Sunday, August 05, 2012

Sob os tetos de bons cidadãos

Já está há muito tempo naquela casa, seus pulmões já não aguentam mais o pó de cupim nevando do forro de madeira dia-e-noite-noite-e-dia até não ter mais nem casa para cair na sua cabeça. Está ali desde sempre, talvez até mais: antes de Edite, seus pais encheram a casa com sonhos para o futuro e tiveram três filhos. Os irmãos, assim que engrossaram as penugens do queixo, partiram e só retornaram para enterrar o pai. Edite ficou e de recompensa, recebeu como dote de casamento, a casa. Dentro dela, a mãe doente. Não teriam filhos enquanto a imobilidade daquele corpo se confundisse com os móveis herdados. Móveis carregados com cheiros antigos que, se disfarçando, foram ficando.

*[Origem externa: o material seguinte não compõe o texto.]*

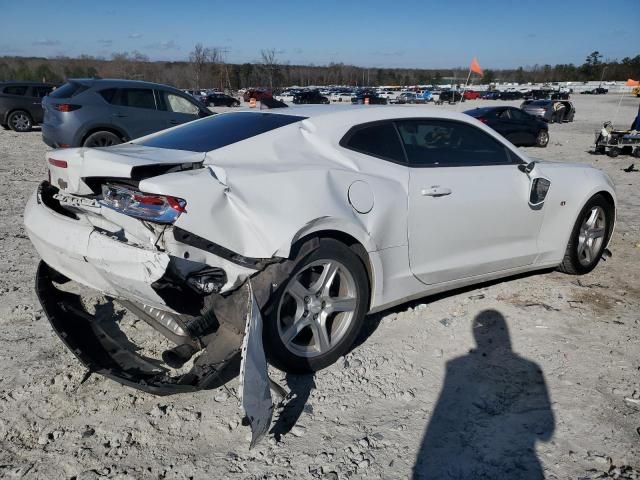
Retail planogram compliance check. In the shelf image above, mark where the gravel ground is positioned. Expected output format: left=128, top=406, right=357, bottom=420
left=0, top=95, right=640, bottom=480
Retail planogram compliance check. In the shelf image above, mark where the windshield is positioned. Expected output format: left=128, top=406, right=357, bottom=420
left=133, top=112, right=306, bottom=152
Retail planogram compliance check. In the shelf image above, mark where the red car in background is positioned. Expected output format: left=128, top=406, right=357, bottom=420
left=243, top=88, right=273, bottom=102
left=464, top=90, right=480, bottom=100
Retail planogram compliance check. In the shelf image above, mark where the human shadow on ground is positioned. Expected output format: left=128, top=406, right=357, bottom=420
left=413, top=310, right=555, bottom=480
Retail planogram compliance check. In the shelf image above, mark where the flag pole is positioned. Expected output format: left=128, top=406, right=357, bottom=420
left=454, top=69, right=471, bottom=110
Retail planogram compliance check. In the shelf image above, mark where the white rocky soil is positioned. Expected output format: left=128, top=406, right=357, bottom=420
left=0, top=95, right=640, bottom=480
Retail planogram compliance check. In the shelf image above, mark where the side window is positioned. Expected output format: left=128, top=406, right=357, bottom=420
left=162, top=92, right=200, bottom=115
left=111, top=88, right=156, bottom=110
left=2, top=85, right=27, bottom=97
left=396, top=119, right=512, bottom=167
left=340, top=122, right=405, bottom=163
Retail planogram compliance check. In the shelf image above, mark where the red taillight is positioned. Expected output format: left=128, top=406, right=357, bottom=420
left=49, top=158, right=67, bottom=168
left=53, top=103, right=81, bottom=112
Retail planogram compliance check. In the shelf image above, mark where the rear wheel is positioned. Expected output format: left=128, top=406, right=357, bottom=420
left=536, top=130, right=549, bottom=148
left=7, top=110, right=33, bottom=132
left=559, top=194, right=613, bottom=275
left=264, top=239, right=369, bottom=373
left=82, top=131, right=122, bottom=148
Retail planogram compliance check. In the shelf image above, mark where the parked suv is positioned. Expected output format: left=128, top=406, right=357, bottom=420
left=42, top=79, right=211, bottom=148
left=293, top=90, right=329, bottom=104
left=0, top=82, right=55, bottom=132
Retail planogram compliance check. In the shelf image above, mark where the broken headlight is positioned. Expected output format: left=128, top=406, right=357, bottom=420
left=99, top=184, right=187, bottom=223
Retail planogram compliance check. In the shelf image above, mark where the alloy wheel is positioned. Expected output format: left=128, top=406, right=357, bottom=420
left=11, top=113, right=31, bottom=132
left=277, top=260, right=358, bottom=358
left=578, top=205, right=607, bottom=266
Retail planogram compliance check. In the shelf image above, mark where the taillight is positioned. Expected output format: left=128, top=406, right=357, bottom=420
left=99, top=185, right=187, bottom=223
left=53, top=103, right=82, bottom=112
left=48, top=158, right=67, bottom=168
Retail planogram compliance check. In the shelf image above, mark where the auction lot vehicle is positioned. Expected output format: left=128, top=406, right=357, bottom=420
left=204, top=92, right=240, bottom=107
left=351, top=90, right=387, bottom=105
left=464, top=107, right=549, bottom=148
left=24, top=106, right=616, bottom=439
left=595, top=122, right=640, bottom=158
left=293, top=90, right=329, bottom=104
left=42, top=79, right=211, bottom=148
left=0, top=82, right=56, bottom=132
left=520, top=100, right=576, bottom=123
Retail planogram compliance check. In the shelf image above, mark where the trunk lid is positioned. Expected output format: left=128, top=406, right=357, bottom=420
left=46, top=143, right=206, bottom=195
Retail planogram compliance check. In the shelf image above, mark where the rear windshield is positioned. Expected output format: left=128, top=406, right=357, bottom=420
left=134, top=112, right=306, bottom=152
left=49, top=82, right=89, bottom=98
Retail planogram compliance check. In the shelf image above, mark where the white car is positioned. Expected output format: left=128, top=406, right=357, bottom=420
left=24, top=106, right=616, bottom=438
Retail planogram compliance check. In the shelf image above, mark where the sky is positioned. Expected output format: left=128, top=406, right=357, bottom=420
left=0, top=0, right=640, bottom=69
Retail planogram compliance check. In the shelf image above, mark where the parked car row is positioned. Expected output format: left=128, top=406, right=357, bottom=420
left=0, top=82, right=57, bottom=132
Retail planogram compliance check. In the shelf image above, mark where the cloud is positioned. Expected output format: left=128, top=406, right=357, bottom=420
left=32, top=38, right=60, bottom=47
left=371, top=50, right=404, bottom=57
left=144, top=40, right=180, bottom=50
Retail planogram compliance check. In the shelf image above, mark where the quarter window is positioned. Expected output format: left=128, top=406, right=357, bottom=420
left=3, top=85, right=27, bottom=96
left=341, top=122, right=405, bottom=163
left=108, top=88, right=156, bottom=110
left=162, top=92, right=200, bottom=115
left=396, top=119, right=512, bottom=167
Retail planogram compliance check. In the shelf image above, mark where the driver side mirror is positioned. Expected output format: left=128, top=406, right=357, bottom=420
left=529, top=177, right=551, bottom=208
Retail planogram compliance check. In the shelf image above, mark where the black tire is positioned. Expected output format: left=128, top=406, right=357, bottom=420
left=263, top=239, right=369, bottom=374
left=82, top=130, right=122, bottom=148
left=536, top=129, right=549, bottom=148
left=7, top=110, right=33, bottom=133
left=558, top=194, right=614, bottom=275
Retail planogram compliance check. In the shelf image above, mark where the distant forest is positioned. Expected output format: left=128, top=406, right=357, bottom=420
left=0, top=49, right=640, bottom=90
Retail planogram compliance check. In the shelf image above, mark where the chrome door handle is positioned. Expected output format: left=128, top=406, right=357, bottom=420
left=420, top=185, right=451, bottom=197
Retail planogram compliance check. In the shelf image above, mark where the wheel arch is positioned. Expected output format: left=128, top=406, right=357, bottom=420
left=79, top=125, right=129, bottom=146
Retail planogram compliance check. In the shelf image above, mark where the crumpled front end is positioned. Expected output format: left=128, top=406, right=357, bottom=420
left=25, top=182, right=291, bottom=444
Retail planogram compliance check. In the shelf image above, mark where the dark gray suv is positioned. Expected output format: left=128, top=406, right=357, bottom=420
left=42, top=79, right=211, bottom=148
left=0, top=82, right=55, bottom=132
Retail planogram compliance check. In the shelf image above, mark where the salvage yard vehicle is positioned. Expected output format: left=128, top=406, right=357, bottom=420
left=293, top=90, right=329, bottom=105
left=42, top=78, right=211, bottom=148
left=520, top=100, right=576, bottom=123
left=594, top=122, right=640, bottom=158
left=24, top=106, right=616, bottom=441
left=464, top=107, right=549, bottom=148
left=0, top=82, right=56, bottom=132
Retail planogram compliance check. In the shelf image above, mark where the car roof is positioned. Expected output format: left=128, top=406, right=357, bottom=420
left=67, top=78, right=186, bottom=92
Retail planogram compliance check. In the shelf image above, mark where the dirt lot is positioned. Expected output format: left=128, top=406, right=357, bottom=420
left=0, top=95, right=640, bottom=480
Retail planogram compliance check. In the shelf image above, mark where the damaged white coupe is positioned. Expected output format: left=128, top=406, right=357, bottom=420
left=25, top=106, right=616, bottom=441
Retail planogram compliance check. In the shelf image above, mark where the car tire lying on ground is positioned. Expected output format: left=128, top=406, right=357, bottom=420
left=7, top=110, right=33, bottom=132
left=558, top=194, right=613, bottom=275
left=536, top=130, right=549, bottom=148
left=263, top=239, right=369, bottom=373
left=82, top=130, right=122, bottom=148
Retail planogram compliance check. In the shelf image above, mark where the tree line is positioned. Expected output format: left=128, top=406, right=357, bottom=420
left=0, top=48, right=640, bottom=90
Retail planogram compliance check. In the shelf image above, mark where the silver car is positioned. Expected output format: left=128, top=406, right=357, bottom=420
left=42, top=79, right=211, bottom=148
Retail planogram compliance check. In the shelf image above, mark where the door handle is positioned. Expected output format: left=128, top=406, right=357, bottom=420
left=420, top=185, right=451, bottom=197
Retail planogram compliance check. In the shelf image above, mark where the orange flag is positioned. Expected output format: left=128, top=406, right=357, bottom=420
left=469, top=57, right=482, bottom=76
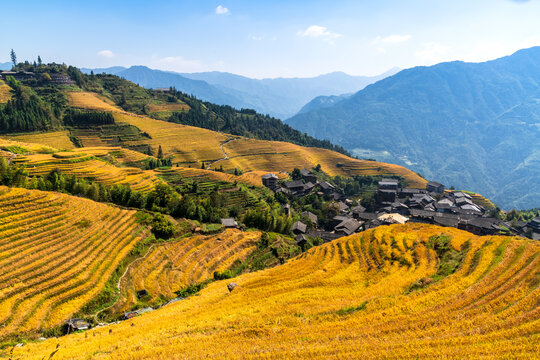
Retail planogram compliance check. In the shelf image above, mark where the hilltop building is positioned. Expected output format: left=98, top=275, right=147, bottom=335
left=261, top=173, right=278, bottom=190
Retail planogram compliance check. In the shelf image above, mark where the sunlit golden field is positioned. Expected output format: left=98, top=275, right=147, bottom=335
left=14, top=152, right=159, bottom=191
left=66, top=91, right=122, bottom=111
left=113, top=229, right=261, bottom=312
left=148, top=103, right=189, bottom=113
left=0, top=80, right=11, bottom=104
left=2, top=130, right=75, bottom=150
left=9, top=224, right=540, bottom=359
left=0, top=140, right=160, bottom=191
left=0, top=186, right=146, bottom=339
left=115, top=113, right=426, bottom=187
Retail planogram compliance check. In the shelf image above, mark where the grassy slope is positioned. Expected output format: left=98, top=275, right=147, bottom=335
left=111, top=229, right=261, bottom=313
left=10, top=224, right=540, bottom=359
left=0, top=186, right=148, bottom=339
left=2, top=130, right=75, bottom=150
left=62, top=92, right=426, bottom=187
left=0, top=139, right=160, bottom=191
left=0, top=80, right=11, bottom=104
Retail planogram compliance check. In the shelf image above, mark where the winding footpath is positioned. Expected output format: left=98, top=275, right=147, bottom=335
left=206, top=137, right=240, bottom=170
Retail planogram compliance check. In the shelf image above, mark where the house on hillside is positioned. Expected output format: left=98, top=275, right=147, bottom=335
left=527, top=218, right=540, bottom=232
left=317, top=181, right=335, bottom=194
left=300, top=169, right=317, bottom=184
left=49, top=74, right=75, bottom=85
left=292, top=221, right=307, bottom=235
left=301, top=211, right=318, bottom=226
left=378, top=179, right=398, bottom=190
left=295, top=234, right=307, bottom=247
left=221, top=218, right=238, bottom=228
left=334, top=218, right=362, bottom=236
left=283, top=180, right=304, bottom=195
left=426, top=181, right=444, bottom=194
left=261, top=173, right=279, bottom=190
left=0, top=71, right=39, bottom=81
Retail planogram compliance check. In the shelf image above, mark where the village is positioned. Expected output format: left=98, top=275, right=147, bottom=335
left=262, top=169, right=540, bottom=245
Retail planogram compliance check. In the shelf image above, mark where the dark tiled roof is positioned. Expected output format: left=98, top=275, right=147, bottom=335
left=334, top=219, right=361, bottom=235
left=302, top=211, right=317, bottom=224
left=283, top=180, right=304, bottom=189
left=262, top=173, right=278, bottom=180
left=293, top=221, right=307, bottom=233
left=352, top=205, right=366, bottom=213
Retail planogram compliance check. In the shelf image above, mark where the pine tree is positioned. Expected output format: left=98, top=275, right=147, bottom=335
left=9, top=49, right=17, bottom=67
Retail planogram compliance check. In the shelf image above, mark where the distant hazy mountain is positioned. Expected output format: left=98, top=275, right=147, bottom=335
left=298, top=94, right=352, bottom=114
left=80, top=66, right=127, bottom=75
left=182, top=68, right=399, bottom=119
left=287, top=47, right=540, bottom=208
left=0, top=62, right=13, bottom=70
left=82, top=66, right=398, bottom=119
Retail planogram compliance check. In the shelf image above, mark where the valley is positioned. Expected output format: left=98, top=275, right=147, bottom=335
left=0, top=49, right=540, bottom=359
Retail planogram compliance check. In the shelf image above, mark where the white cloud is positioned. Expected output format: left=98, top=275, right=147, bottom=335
left=216, top=5, right=230, bottom=15
left=415, top=42, right=450, bottom=65
left=157, top=56, right=202, bottom=72
left=296, top=25, right=341, bottom=42
left=97, top=50, right=114, bottom=59
left=373, top=34, right=412, bottom=44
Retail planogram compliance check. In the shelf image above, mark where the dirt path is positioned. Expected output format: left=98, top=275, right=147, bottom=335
left=94, top=231, right=155, bottom=322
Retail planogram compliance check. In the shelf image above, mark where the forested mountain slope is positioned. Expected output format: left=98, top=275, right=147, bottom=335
left=82, top=66, right=399, bottom=119
left=287, top=47, right=540, bottom=208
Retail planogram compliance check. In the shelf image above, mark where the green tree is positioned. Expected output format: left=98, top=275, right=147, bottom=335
left=9, top=49, right=17, bottom=67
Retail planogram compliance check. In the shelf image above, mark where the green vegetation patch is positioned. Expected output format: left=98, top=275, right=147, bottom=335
left=336, top=301, right=367, bottom=316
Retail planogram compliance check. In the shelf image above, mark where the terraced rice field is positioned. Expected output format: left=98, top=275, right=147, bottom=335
left=3, top=131, right=75, bottom=150
left=221, top=139, right=426, bottom=188
left=148, top=103, right=190, bottom=112
left=0, top=80, right=11, bottom=104
left=14, top=148, right=159, bottom=192
left=0, top=139, right=58, bottom=154
left=157, top=167, right=287, bottom=186
left=113, top=229, right=261, bottom=312
left=66, top=91, right=122, bottom=111
left=115, top=114, right=426, bottom=188
left=114, top=113, right=230, bottom=163
left=10, top=224, right=540, bottom=359
left=0, top=186, right=148, bottom=338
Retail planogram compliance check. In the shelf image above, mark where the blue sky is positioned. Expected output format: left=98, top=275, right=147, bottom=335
left=0, top=0, right=540, bottom=78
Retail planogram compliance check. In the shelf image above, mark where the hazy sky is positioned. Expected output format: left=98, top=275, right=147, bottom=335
left=0, top=0, right=540, bottom=78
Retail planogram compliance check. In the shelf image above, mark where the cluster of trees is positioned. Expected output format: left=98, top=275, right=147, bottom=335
left=242, top=208, right=294, bottom=234
left=0, top=157, right=28, bottom=187
left=0, top=76, right=54, bottom=133
left=0, top=154, right=292, bottom=233
left=63, top=109, right=114, bottom=126
left=165, top=89, right=350, bottom=155
left=145, top=158, right=172, bottom=170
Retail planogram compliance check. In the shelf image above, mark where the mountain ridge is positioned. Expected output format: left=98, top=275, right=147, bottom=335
left=286, top=47, right=540, bottom=208
left=81, top=65, right=397, bottom=119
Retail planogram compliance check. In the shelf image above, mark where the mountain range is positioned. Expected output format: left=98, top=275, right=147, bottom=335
left=81, top=66, right=399, bottom=119
left=287, top=47, right=540, bottom=208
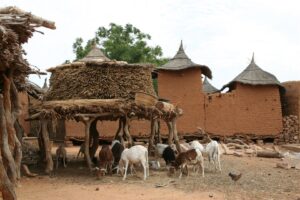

    Sem a mãe, Edite sentiu toda a felicidade por vir, a casa se encheria de filhos e alegria. Bastava aspirar os cheiros dos novos tempos, de uma nova vida. Foi quando aspirou pela primeira vez o pó de cupim.

    O passar do tempo pouco mudou a casa, apenas envelheceu-a mais e deu a Edite anos para serem passados da mesma maneira, sempre, assim como a mãe. Procurava refúgios e gostava de ficar sentada na varanda, contando os poucos carros que passavam na rua. Classificava-os mentalmente por cores e, quando reconhecia, por marca. Ou quantos vinham da esquerda e quantos da direita. Oculta por samambaias penduradas que quase tocavam a cerca da varanda, sentia-se protegida, anônima. Nessas horas não dava importância para a insistente chuvinha de pó de cupim que cobria a casa, especialmente ali, no seu esconderijo quase na rua.

    A casa fora construída quando ainda não havia a rua, apenas um carreirinho. Ele foi se alargando, alargando, até o dia, quando Edite ainda nem era nascida, que os funcionários da prefeitura pregaram uma placa na própria parede da casa: R. Serapião Ventura. Agora, com a rua pavimentada, quase não havia espaço entre a casa e a calçada. Assim, camuflada entre samambaias penduradas e hibiscos que ladeavam o muro revestido de limo, Edite se sentia fluida entre as plantas, tão próxima de quem passava pela calçada e sem ser percebida. Poderia flutuar acima do assoalho, sobre as antigas camadas de cera que se sobrepunham no brilho escurecido da madeira, até a porta da saída, cujo verde da pintura resistia apenas na lembrança.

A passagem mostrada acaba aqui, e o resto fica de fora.